If you're trying to buy a home, you probably already know that coming up with the down payment on your property is one of the biggest challenges you'll face. That's because the majority of mortgage lenders require you to put at least 3% and ideally closer to 10% or 20% down on a property -- and this means coming up with thousands of dollars.
When you're eager to get into a property of your own, you may be tempted to look for funds from any sources that might be available to you. But, there's one approach that finance expert Dave Ramsey said you should absolutely steer clear of.
Don't get your home down payment from this source
If you have money in a retirement account, like a 401(k), and you're struggling to come up with money for a home down payment, you may be tempted to just withdraw the money from your retirement plan. After all, it may seem like it makes little sense to have thousands of dollars just sitting in an account you probably won't need for decades when you need a home now.
The reality, though, is that while you technically can take money out of your retirement plan for a home down payment, you really shouldn't. In fact, Dave Ramsey has been adamant in insisting taking this approach would be a really bad financial choice.
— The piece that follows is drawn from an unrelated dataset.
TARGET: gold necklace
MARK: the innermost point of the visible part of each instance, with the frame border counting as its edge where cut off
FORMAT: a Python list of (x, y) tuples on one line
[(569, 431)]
"Making an early withdrawal is a horrible idea," Ramsey said. "You'll get hit with income taxes plus a 10% penalty. No thanks!"
Ramsey explained that while it may be "tempting to tap into that pile of cash in your retirement account," the cost to you both right now and in the future would be far too great.
Why tapping your 401(k) for a home down payment is a bad idea
Taking money out of your 401(k) is not the right approach for exactly the reasons Ramsey outlines.
Your 401(k) (and other retirement plans, like IRA accounts) is tax advantaged. You get special tax breaks for contributing to these accounts because the government wants to encourage you to save for retirement. The catch is, in most cases, you'll get hit with a big tax bill if you take money out of them before you're actually retirement age.
You not only have to pay taxes on the money withdrawn from your 401(k) at your ordinary income tax rate, but you also have to pay a 10% penalty. So you don't end up with as much money as you expected, and the IRS takes a huge cut.
Ramsey also warns that a 401(k) withdrawal could cost you a fortune in lost compound growth because the money you take out wouldn't continue to earn returns that could be reinvested.
You don't want to face these undesirable consequences of raiding your retirement accounts to fund your home purchase, so don't even consider this idea. Instead, keep saving or look for other solutions like picking up some side work. This will help your down payment balance grow bigger ASAP so you can get into a home soon without putting your future self at risk of struggling in retirement.